An unusual feature for me this Christmas is how much I'm NOT doing. No Christmas cards, far less in decorating, very pared down gifting. Other than some market visits when I was still in Thailand, I've barely been out shopping at all.
This has been driven by realism and capacity more than any new philosophy or approach to the season. I've just had far more than the usual going on since mid-September, right up to my return to Canadian soil on December 4. Missed out entirely on the 'ramp up' to the season and the practice of having a lot done well in advance to give me space to reflect and enjoy. The commitment to being a good steward of my energies, to still having some of that reflective space, and to make people the priority has 're-jigged' a lot of what I usually expect from myself over the holidays.

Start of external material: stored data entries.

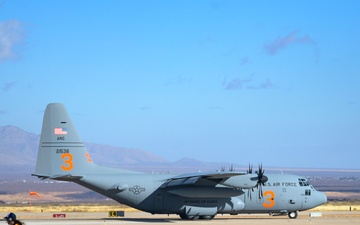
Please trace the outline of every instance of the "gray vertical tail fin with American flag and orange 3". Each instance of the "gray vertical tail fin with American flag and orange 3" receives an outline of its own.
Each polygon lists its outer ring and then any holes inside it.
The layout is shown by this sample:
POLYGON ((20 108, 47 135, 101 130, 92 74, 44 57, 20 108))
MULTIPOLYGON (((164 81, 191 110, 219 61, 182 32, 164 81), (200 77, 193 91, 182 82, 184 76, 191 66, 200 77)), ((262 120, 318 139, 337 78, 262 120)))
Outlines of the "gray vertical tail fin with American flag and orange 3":
POLYGON ((64 105, 49 104, 44 114, 33 175, 43 178, 81 176, 95 167, 64 105))

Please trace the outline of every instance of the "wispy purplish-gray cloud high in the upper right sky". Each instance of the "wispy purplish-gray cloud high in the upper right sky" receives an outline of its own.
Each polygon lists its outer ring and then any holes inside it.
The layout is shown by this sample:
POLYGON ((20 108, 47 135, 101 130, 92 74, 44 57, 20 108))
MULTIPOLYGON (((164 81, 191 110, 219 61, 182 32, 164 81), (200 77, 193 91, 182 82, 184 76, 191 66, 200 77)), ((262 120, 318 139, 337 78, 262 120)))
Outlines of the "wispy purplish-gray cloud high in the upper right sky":
POLYGON ((271 41, 270 43, 265 44, 264 49, 267 54, 275 55, 278 51, 288 47, 292 44, 310 44, 315 45, 315 41, 312 40, 309 36, 304 35, 299 36, 298 31, 293 31, 290 34, 284 37, 278 37, 277 39, 271 41))

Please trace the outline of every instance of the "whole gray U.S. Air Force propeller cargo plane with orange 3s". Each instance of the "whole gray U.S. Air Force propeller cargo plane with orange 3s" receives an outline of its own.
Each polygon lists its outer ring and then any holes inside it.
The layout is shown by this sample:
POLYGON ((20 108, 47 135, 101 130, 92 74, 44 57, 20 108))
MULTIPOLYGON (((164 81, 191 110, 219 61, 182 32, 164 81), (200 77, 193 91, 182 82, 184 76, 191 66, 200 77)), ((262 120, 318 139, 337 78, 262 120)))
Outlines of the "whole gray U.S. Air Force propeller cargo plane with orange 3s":
POLYGON ((35 173, 71 181, 152 214, 213 219, 217 214, 269 213, 296 218, 326 203, 307 179, 289 174, 220 170, 193 174, 148 174, 96 165, 64 107, 51 103, 44 114, 35 173))

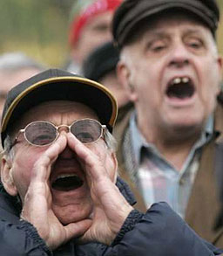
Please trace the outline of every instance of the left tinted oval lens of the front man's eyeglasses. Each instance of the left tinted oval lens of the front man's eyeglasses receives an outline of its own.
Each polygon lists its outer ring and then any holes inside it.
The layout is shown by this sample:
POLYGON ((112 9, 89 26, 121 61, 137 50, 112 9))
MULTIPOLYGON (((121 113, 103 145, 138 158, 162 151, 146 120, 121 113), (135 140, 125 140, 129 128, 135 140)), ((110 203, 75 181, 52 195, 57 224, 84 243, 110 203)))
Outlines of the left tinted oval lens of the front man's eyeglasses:
POLYGON ((25 128, 24 135, 31 144, 37 146, 49 145, 57 137, 57 128, 50 122, 34 121, 25 128))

This is good. I think. I hope.
I hope this uneasiness I'm feeling about whether or not it's all 'enough' is good for me. I'm living in the tension between mental assent to what's actually doable in a healthy way, and the emotional need to make sure people know I love them, which is what I believe all the fuss is about at Christmas anyways.
I asked myself the questions again this morning. In these days when I've checked off 99% of the lists of what I decided was important, and the Christmas pressure is dialed right down to low, I can't seem to keep wondering.
Am I forgetting anyone? Have I done enough? Will my family and friends feel the love? Lavishly (not to be confused with fancy or expensive), is how God loved on us that first Christmas. This 'unspeakable gift' (2 Corinthians 9:15) sets the tone for gifts born of love. I feel the pull of 'one more thing.'
Then another thought, right on the heels of these questions. If my family and friends don't know that I love them except for what happens at Christmas, then something is very wrong.
Less is less only if less is what's happening all year long. More is less if it's a desperate scramble at Christmas to convey what I failed to say every month before it.
And so I will stay mindful of all the ways I can still be fear-driven instead of Spirit-led.
I will stay quiet in this space of 'enough.'
I will let love give me permission to simplify.
Wishing you all a love-simplified Christmas.